Vumerity Added to NHS of Scotland for People With Active RMMS
Note: An earlier version of this story stated the Scottish Medicines Consortium approved Vumerity for RRMS patients in that country. The consortium decides to add a medicine to Scotland’s National Health Service; the MHRA approves treatments for England, Scotland, and Wales.
The Scottish Medicines Consortium has approved adding the oral therapy Vumerity (diroximel fumarate) to its National Health Service (NHS), making it available at lower or no cost for people with active relapsing-remitting multiple sclerosis (RRMS) in Scotland.
The approval “will provide people with relapsing MS with another treatment option to manage their condition and help prevent symptoms,” Simpkins added.
Vumerity, by Biogen, contains an inactive substance that gets converted into its active form, monomethyl fumarate (MMF), once inside the body. MMF is thought to reduce the activity of inflammatory immune cells that drive MS.
Notably, MMF also is the active agent in an older approved MS therapy made by Biogen, Tecfidera (dimethyl fumarate). Vumerity was designed to deliver a similar amount of MMF to the body, but due to differences in formulation, it causes fewer gastrointestinal side effects than Tecfidera.
Direct comparisons in clinical trials have shown that Vumerity causes fewer and less severe gastrointestinal side effects, which is associated with better quality of life for patients. Vumerity also has been shown to lower the risk of relapses and of disability progression, similar to Tecfidera.
“Vumerity is as effective as Tecfidera but has fewer stomach problems, meaning you can take it with a meal or on an empty stomach,” David Martin, CEO of the MS Trust, said in another press release. “An effective treatment that fits into your daily routines means you can live a life with MS that is not defined by MS.”
“For me, taking an oral treatment is so much simpler. Having more MS treatments and being able to have a choice is so important,” said Gillian McGhee, a dental nurse who was diagnosed with MS in 2017.
“People’s lifestyles change and treatments don’t agree with everybody.

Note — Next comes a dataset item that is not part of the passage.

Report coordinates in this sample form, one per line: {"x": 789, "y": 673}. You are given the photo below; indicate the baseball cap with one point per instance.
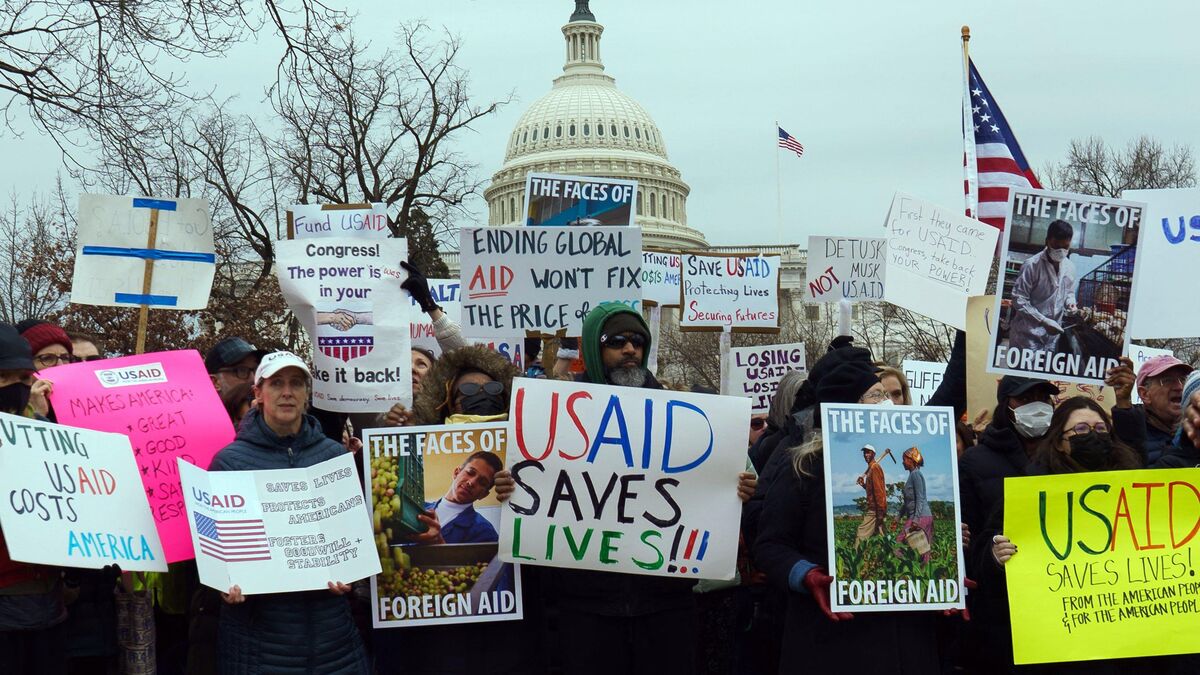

Some people I know have started treatments and have had to change due to side effects,” McGhee said. “The more treatment options that are available, the more likely it’ll be that people can find a treatment that works for them.”
Vumerity was approved for use in England, Scotland, and Wales by the Medicines and Healthcare Products Regulatory Agency (MHRA) in November 2021.
The National Institute for Health and Care Excellence (NICE) is reviewing an application that would also add Vumerity to the list of medications available through the NHS of England. Health authorities in Wales and Northern Ireland typically endorse NICE’s appraisals.
“We hope that appraisal bodies in other parts of the UK follow suit [in approving Vumerity] as soon as possible, so everyone with MS can access diroximel fumarate if it’s the right option for them,” Simpkins said.